What he's saying is that my pain is not PMR it is something else. He says PMR does not last more than 2 years. . My pain which he says is atypical for PMR is probably muscle myopathy caused by the steroids. So forget the steroids, take a muscle relaxant, amyltriptylene, and manage the pain with cocodamol and amytltriptylene. Reduce steroids over 6 months and I'm sorted. Bingo!

Like you I'm very sceptical. I'm seeing my GP in one hours time. He has been very understanding and let me manage my PMR myself. So I think he'll agree that it's a bad idea. I'll show him the 2 articles. The hospital is the Nuffield Orthopaedic in Oxford.

And what I'M saying is - he's out of step with some very well known people in the field - who are also professors of rheumatology.

What is atypical for PMR? Come to that - what is typical? Generally when a patient describes their pain that someone claims is "atypical" on the forums there are a load of others, all with a PMR diagnosis, who say it is where they have pain.

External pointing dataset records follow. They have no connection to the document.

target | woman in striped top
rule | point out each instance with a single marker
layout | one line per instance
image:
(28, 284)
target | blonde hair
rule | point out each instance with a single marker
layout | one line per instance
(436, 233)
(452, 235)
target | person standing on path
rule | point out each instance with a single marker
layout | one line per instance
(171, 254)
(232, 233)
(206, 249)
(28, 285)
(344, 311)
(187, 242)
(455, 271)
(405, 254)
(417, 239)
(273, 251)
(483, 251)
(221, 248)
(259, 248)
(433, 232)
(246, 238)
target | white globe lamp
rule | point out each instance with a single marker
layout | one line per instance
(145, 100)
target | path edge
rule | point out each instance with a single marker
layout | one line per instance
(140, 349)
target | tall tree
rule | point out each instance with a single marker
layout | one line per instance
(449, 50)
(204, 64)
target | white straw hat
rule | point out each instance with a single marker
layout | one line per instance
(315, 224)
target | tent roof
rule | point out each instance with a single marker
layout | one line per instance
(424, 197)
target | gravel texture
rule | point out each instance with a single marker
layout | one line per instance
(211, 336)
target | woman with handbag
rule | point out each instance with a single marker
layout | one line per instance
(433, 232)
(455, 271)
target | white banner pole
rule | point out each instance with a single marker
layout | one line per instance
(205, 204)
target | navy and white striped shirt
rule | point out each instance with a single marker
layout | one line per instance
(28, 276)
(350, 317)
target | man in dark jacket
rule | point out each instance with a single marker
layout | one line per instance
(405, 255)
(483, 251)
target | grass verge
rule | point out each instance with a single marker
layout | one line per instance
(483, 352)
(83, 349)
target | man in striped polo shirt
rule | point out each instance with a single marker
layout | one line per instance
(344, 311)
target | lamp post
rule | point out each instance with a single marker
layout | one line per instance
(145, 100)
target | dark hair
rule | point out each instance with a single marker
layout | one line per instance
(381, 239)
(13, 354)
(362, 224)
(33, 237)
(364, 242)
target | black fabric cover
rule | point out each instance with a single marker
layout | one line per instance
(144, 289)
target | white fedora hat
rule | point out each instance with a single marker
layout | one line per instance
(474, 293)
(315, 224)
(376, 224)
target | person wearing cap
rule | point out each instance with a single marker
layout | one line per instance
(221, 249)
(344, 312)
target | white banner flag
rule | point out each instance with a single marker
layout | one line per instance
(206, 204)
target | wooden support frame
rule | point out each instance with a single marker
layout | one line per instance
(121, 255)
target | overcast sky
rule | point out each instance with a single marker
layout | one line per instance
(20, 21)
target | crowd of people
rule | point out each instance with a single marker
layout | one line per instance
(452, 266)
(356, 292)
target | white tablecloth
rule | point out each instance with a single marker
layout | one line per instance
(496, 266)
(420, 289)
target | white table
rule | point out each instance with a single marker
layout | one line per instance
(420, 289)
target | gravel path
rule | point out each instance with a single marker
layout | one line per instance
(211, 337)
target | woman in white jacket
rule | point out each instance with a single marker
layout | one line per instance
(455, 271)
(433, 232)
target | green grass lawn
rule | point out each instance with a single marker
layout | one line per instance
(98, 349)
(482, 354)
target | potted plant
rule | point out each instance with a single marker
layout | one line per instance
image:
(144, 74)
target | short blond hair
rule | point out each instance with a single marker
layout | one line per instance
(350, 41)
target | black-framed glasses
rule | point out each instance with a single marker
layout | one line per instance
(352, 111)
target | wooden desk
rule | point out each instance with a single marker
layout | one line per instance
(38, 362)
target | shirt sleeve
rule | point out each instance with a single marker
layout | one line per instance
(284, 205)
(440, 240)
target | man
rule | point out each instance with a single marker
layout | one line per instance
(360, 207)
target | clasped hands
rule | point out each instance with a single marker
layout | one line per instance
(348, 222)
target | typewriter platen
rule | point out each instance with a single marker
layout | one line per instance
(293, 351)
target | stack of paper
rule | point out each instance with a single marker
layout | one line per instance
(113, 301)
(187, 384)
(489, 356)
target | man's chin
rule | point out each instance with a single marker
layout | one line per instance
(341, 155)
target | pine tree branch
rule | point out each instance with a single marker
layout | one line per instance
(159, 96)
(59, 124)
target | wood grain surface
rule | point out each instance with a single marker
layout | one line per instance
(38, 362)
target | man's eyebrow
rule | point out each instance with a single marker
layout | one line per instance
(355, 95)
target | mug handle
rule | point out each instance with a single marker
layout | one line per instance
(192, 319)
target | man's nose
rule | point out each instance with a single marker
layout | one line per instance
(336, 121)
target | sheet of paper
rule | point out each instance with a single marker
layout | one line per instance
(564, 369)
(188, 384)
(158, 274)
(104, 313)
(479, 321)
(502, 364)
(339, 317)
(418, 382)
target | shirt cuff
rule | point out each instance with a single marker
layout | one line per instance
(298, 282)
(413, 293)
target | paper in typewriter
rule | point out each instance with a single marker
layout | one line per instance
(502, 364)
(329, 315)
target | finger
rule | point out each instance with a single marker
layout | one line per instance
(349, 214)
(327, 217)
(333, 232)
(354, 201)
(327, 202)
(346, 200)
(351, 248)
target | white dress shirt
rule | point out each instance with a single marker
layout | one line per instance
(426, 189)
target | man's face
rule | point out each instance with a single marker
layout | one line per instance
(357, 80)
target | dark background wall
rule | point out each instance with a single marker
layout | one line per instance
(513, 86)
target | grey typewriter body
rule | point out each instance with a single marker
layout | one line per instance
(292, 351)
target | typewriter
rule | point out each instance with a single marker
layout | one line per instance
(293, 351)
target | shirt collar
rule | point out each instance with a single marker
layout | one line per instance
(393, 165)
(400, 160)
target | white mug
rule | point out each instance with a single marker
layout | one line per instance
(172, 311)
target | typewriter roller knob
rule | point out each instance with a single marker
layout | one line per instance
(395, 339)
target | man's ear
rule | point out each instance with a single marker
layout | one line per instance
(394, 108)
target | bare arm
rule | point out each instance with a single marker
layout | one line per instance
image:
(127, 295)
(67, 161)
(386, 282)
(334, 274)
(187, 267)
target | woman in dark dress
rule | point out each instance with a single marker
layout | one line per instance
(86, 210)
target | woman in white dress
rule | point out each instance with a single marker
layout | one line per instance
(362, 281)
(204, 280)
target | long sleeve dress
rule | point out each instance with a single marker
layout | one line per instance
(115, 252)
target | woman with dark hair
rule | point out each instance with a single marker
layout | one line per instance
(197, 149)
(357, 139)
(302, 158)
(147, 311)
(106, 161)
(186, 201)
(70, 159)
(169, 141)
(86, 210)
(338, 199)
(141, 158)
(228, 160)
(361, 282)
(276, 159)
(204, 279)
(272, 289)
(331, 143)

But I think I have the answer - there have been people in the Oxford area who have had similar problems with a rheumatologist who disagrees with the rest of us. When one person is intransigent, so adamant they are right and thousands of others are wrong I think it says more about them than it does about us!!

If I were in Oxford and needed a broadminded rheumy who thinks not just spouts I'd ask to be referred to Rod Hughes at St Peters in Chertsey. NHS or private. It might NOT be PMR - but, as usual, not for the criteria HE is quoting.

My GP was very happy for me to continue as I am, slowly reducing from 6.5 mg. I showed him the article. He was reluctant to say what you and I think about what the professor was proposing. I think it's probably top down pressure telling medics: this is what I think so you do to. I've seen consultants, and numerous medics, physios who will all say the same. PMR only lasts 2 years.

I spoke to a rehab rheumy at our hospital this morning while seeing him for something else - who also said "2 years" so I quoted Matteson's work and he very quickly changed his tune to "lots of atypical cases" and sort of got on to the concept of differing durations, and agreed with the idea of different forms of PMR. The knowledge about PMR is broadening, not least due to the forums and the pooled experiences all in one place. I think it is becoming more common, I think it is affecting younger people (or maybe be better recognised earlier) and I think it may even be more heterogenous. An education crusade is required,

PS - good for your GP though, encourage him 😉

The locum who diagnosed me 3 years ago was brilliant. Saw locum day 1. He thought PMR. Blood samples taken the same day. Results next day. Saw same locum the day after and was on steroids the day after that. NHS at its best. And my GP has just let me manage the steroid reduction myself. He's been excellent. Then the the professor comes into the story!

I hope you're doing well with your PMR and it's receding?

Thank you Andypolly; I've not had a straightforward journey with my PMR and prednisone as I have fairly severe asthma which upsets the applecart. I've had numerous increases (followed by decreases) in Prednisone doses over the last year due too asthma flares and chest infections. And the immunosuppressant effects of prednisone led to me having seven chest infections last year. It was a misearable year healthwise, I also had shingles twice and treatment for three dvt's. I'm hoping for better health this year and am now under the care of a pulmonary consultant who is checking out my lungs (and heart) very thoroughly! One thing he's found is that I have a low immunity that needs treating, I see him in a couple if weeks to discuss.

Keep us posted on how you get on? My very best wishes too you!